L’affaire Micula : le versement de dommages-intérêts en exécution d’une sentence arbitrale constitue bien une aide d’Etat

L’arrêt du Tribunal de l’Union européenne (« TUE ») du 2 octobre 2024 sur l’affaire Micula porte sur la compatibilité avec le droit de l’Union d’une indemnisation accordée à la suite d’une sentence arbitrale prononcée contre la Roumanie.

Le litige trouve son origine dans l’abrogation par la Roumanie, en 2005, d’un régime d’incitations fiscales en faveur des investisseurs dans certaines régions défavorisées. Plusieurs sociétés du groupe European Food and Drinks Group (EFDG), contrôlées par les investisseurs suédois MM. Ioan et Viorel Micula, ont estimé que cette abrogation violait les protections offertes par le traité bilatéral d’investissement (« TBI ») signé entre la Roumanie et la Suède en 2002. En 2013, un tribunal arbitral constitué en vertu du TBI a condamné la Roumanie à verser environ 178 millions d’euros aux requérants en réparation du préjudice subi.

La Commission européenne a toutefois considéré que ce versement constituait une aide d’État incompatible avec le marché intérieur, au sens de l’article 107 paragraphe 1 du TFUE. Le TUE avait initialement annulé la décision de la Commission, mais la Cour de justice de l’Union européenne, sur pourvoi, a annulé cet arrêt et renvoyé l’affaire pour un nouvel examen.

Dans son arrêt du 2 octobre 2024, le TUE rejette les recours contre la décision de la Commission, confirmant la qualification du versement en cause comme une aide d’État incompatible avec le droit de l’UE.

Dans son arrêt, le TUE estime que la mesure d’aide examinée est bien le versement des sommes en exécution de la sentence, et non la sentence elle-même. Le TUE précise que, même si la sentence arbitrale est à l’origine du versement, ce dernier constitue une mesure d’aide distincte qui améliore la situation financière des bénéficiaires.

Concernant l’existence d’une aide d’État, le TUE confirme que le versement de dommages-intérêts en exécution de la sentence arbitrale procure à l’entreprise bénéficiaire un avantage économique qu’elle n’aurait pas obtenu dans des conditions de marché normales. En effet, les dommages-intérêts accordés par le tribunal arbitral compensaient les pertes résultant de l’abrogation du régime d’incitations fiscales, notamment les coûts supplémentaires associés aux droits de douane et la perte de ventes de produits finis. Le TUE a également souligné que l’essentiel était d’analyser l’effet de la mesure sur la situation financière des bénéficiaires, et non l’origine du préjudice.

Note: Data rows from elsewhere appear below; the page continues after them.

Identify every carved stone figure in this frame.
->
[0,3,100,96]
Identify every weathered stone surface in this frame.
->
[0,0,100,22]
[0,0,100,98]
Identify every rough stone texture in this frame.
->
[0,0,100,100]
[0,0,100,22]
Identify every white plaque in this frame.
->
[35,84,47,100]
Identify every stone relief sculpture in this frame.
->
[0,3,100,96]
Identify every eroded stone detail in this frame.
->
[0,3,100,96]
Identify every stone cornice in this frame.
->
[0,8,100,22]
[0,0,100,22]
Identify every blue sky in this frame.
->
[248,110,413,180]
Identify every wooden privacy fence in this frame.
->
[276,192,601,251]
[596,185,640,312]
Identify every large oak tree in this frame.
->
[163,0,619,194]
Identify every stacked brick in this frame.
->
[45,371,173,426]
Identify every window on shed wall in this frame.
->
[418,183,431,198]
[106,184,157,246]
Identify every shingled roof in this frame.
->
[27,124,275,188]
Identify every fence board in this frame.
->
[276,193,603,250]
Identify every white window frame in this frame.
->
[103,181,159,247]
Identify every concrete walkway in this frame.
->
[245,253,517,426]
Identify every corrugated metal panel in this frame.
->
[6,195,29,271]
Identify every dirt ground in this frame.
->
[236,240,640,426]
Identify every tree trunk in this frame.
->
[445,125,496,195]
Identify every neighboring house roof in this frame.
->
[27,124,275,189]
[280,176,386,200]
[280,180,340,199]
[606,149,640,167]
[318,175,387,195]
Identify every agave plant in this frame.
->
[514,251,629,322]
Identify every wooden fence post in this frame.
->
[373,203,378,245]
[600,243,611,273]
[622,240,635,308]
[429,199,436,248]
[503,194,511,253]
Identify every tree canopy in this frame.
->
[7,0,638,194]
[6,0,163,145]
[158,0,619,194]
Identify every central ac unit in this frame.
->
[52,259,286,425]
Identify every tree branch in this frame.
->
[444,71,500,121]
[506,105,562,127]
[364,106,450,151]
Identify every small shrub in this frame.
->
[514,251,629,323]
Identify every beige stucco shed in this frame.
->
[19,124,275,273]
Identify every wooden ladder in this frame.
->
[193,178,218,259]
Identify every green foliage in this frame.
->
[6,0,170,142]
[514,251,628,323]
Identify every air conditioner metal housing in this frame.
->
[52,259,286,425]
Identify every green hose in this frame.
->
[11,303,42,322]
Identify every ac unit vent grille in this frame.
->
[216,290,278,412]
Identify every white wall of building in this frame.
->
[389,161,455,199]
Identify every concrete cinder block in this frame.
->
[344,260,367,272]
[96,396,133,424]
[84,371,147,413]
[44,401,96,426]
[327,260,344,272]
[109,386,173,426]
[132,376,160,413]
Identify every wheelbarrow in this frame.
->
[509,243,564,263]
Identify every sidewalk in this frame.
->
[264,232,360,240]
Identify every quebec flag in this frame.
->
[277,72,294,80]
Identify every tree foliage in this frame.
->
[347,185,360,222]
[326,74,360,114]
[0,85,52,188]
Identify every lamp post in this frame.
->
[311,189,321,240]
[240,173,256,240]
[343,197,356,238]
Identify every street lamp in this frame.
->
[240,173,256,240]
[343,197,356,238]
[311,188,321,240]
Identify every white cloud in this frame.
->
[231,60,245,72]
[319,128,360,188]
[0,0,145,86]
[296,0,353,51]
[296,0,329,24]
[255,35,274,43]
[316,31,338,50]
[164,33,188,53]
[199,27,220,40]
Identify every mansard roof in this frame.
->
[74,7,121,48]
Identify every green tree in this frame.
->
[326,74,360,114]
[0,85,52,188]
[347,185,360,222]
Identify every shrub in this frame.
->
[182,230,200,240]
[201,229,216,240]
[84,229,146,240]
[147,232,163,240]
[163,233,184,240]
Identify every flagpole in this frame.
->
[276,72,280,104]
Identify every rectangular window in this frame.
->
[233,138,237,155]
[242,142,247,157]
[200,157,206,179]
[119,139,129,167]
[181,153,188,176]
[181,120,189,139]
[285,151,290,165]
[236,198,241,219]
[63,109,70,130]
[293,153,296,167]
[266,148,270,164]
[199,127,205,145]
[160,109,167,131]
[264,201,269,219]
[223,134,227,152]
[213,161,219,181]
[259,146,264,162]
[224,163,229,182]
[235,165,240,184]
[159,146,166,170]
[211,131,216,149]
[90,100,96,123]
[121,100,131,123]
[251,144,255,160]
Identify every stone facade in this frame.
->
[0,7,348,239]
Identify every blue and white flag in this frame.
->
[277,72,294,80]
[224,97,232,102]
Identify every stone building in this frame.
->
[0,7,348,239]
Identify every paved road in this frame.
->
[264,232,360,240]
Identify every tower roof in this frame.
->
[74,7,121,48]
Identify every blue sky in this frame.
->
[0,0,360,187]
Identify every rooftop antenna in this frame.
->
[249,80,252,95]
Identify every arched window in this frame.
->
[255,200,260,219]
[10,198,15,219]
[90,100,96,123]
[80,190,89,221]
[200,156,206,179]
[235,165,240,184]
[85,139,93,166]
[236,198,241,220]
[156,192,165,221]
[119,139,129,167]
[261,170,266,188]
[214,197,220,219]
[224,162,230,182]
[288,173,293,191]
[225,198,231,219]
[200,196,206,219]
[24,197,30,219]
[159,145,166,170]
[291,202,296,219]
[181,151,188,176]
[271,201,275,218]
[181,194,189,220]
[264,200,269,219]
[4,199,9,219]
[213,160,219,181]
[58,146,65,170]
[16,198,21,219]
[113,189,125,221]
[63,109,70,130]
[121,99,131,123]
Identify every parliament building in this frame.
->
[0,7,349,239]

En conséquence, les compensations versées en exécution de la sentence arbitrale correspondaient à un allègement des charges économiques qui auraient pesé sur les entreprises dans des conditions de marché normales.

La Roumanie, Etat membre de l’Union européenne, est donc tenue de refuser l’exécution de la sentence en raison de la primauté du droit de l’Union sur les accords internationaux conclus entre Etats membres.

TUE, 2 octobre 2024, T‑624/15 RENV, T‑694/15 RENV et T‑704/15 RENV.